Siège de la société Vertex à Boston, aux USA (crédit : shutterstock)Shuttestock

L'Irlande, pierre angulaire de Vertex


Sur l'île d'Emeraude les affaires de Vertex semblent d'ailleurs se porter à merveilles. Les intérêts du groupe dans ce pays, connu pour sa fiscalité avantageuse, vont bien au-delà des seuls revenus provenant des patients. Toutes ses ventes dans l'UE, soit près de 2 milliards de dollars en 2022, passent par sa holding irlandaise. Par conséquent, Vertex enregistre peu de bénéfices imposables dans les États de l'Union.

Au niveau mondial, Vertex a payé plus de 760 millions de dollars d'impôt sur les sociétés l'année dernière, soit un taux de 17,4 % qui lui a laissé un bénéfice net de 3,6 milliards de dollars. 

« Vertex a payé des milliards de dollars d'impôts sur le revenu au cours de la période 2018-2023 », a déclaré un porte-parole de l'entreprise, ajoutant que celle-ci se conforme à toutes les exigences en matière de divulgation.

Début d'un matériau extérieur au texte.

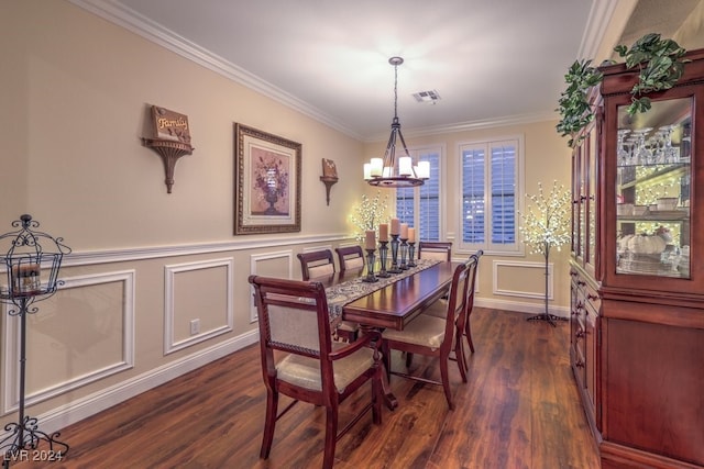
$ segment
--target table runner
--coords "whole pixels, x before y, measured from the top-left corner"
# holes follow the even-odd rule
[[[362,276],[327,288],[326,297],[328,298],[328,311],[330,312],[330,321],[332,322],[332,324],[338,324],[342,320],[342,308],[345,304],[408,276],[413,276],[420,270],[427,269],[428,267],[435,266],[436,264],[440,264],[440,260],[417,259],[416,264],[416,267],[410,267],[408,270],[404,270],[402,273],[392,273],[391,277],[385,279],[377,277],[378,281],[376,282],[365,282],[363,280],[365,276]]]

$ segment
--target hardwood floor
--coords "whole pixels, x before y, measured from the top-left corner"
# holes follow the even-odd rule
[[[381,426],[371,414],[362,418],[338,442],[336,468],[598,468],[569,366],[569,324],[526,317],[475,308],[469,383],[450,364],[455,411],[442,387],[392,377],[398,409],[384,407]],[[413,368],[439,376],[425,357]],[[369,399],[365,391],[343,403],[341,422]],[[270,459],[260,460],[264,409],[258,347],[251,346],[65,428],[63,461],[12,467],[320,467],[322,409],[296,405],[277,424]]]

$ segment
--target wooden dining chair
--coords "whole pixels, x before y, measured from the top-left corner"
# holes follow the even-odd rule
[[[470,351],[474,354],[474,342],[472,340],[472,327],[471,327],[471,315],[472,309],[474,308],[474,290],[476,289],[476,269],[480,264],[480,257],[484,252],[479,249],[476,253],[470,256],[466,261],[468,266],[468,288],[466,288],[466,301],[464,303],[464,312],[459,314],[455,317],[455,334],[454,340],[459,343],[459,354],[455,353],[454,356],[451,356],[451,360],[460,361],[460,366],[464,368],[464,370],[469,370],[470,362],[468,354],[464,353],[464,339],[466,339],[468,346],[470,347]],[[432,303],[430,306],[426,308],[422,314],[428,314],[436,317],[444,319],[447,315],[447,300],[438,300]],[[408,355],[406,357],[406,365],[410,366],[413,360],[413,356]],[[462,372],[462,370],[460,370]]]
[[[364,252],[362,250],[362,246],[336,247],[334,252],[338,253],[340,270],[360,269],[364,267]]]
[[[421,241],[418,243],[419,259],[452,259],[452,243],[439,241]]]
[[[472,309],[474,308],[474,290],[476,290],[476,269],[480,264],[480,257],[482,257],[483,254],[484,252],[482,249],[479,249],[476,253],[470,256],[470,259],[468,263],[468,269],[470,270],[470,273],[469,273],[469,280],[468,280],[469,286],[466,289],[466,295],[468,295],[466,303],[465,303],[466,314],[464,314],[463,317],[459,317],[460,320],[464,321],[464,324],[460,324],[460,321],[458,321],[458,333],[460,334],[460,336],[463,336],[466,338],[468,345],[470,346],[470,350],[472,353],[474,353],[474,343],[472,342],[472,328],[470,326],[470,316],[472,315]],[[430,314],[436,317],[444,317],[447,312],[447,306],[444,303],[446,303],[446,300],[438,300],[438,302],[431,304],[429,308],[424,310],[422,314]]]
[[[260,325],[266,414],[260,457],[267,459],[276,422],[299,401],[326,407],[323,468],[334,461],[337,442],[372,411],[382,423],[382,367],[372,335],[351,344],[333,342],[326,290],[321,282],[250,276]],[[351,407],[354,418],[338,429],[338,409],[366,382],[371,400]],[[280,413],[278,395],[294,401]]]
[[[300,260],[300,273],[304,280],[328,277],[336,272],[330,249],[299,253],[298,260]],[[351,321],[341,321],[334,333],[343,340],[354,342],[360,336],[360,325]]]
[[[330,276],[336,271],[330,249],[299,253],[298,260],[300,260],[300,273],[304,280]]]
[[[391,375],[396,375],[415,381],[442,386],[450,410],[454,410],[454,404],[450,390],[448,362],[450,361],[451,351],[454,351],[455,357],[462,356],[460,349],[461,343],[454,340],[454,335],[457,328],[455,317],[464,313],[466,302],[468,264],[469,261],[459,264],[454,269],[452,283],[450,284],[449,300],[446,303],[446,317],[420,314],[408,323],[403,331],[387,328],[382,333],[382,357],[389,378]],[[400,350],[408,355],[418,354],[439,357],[441,381],[392,370],[391,350]],[[466,382],[464,361],[458,360],[458,367],[460,368],[462,381]]]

Son taux d'imposition sur les sociétés « est bien supérieur au taux d'imposition mondial minimum de l'OCDE, qui est de 15% ». 

En 2023, Vertex a récompensé ses investisseurs avec 427 millions de dollars de rachat d'actions et a rémunéré sa PDG à hauteur de 20 millions de dollars. C'est plus du double du budget envisagé par l'Etat lituanien pour préscrire Kaftrio et Kalydeco à ses patients atteints de la mucoviscidose.

Pour la famille de Milda, l'attente est interminable. « Elle sait qu'il existe certains médicaments », glisse sa mère. «  Ma plus grande peur est qu'elle souffre et meure dans mes bras».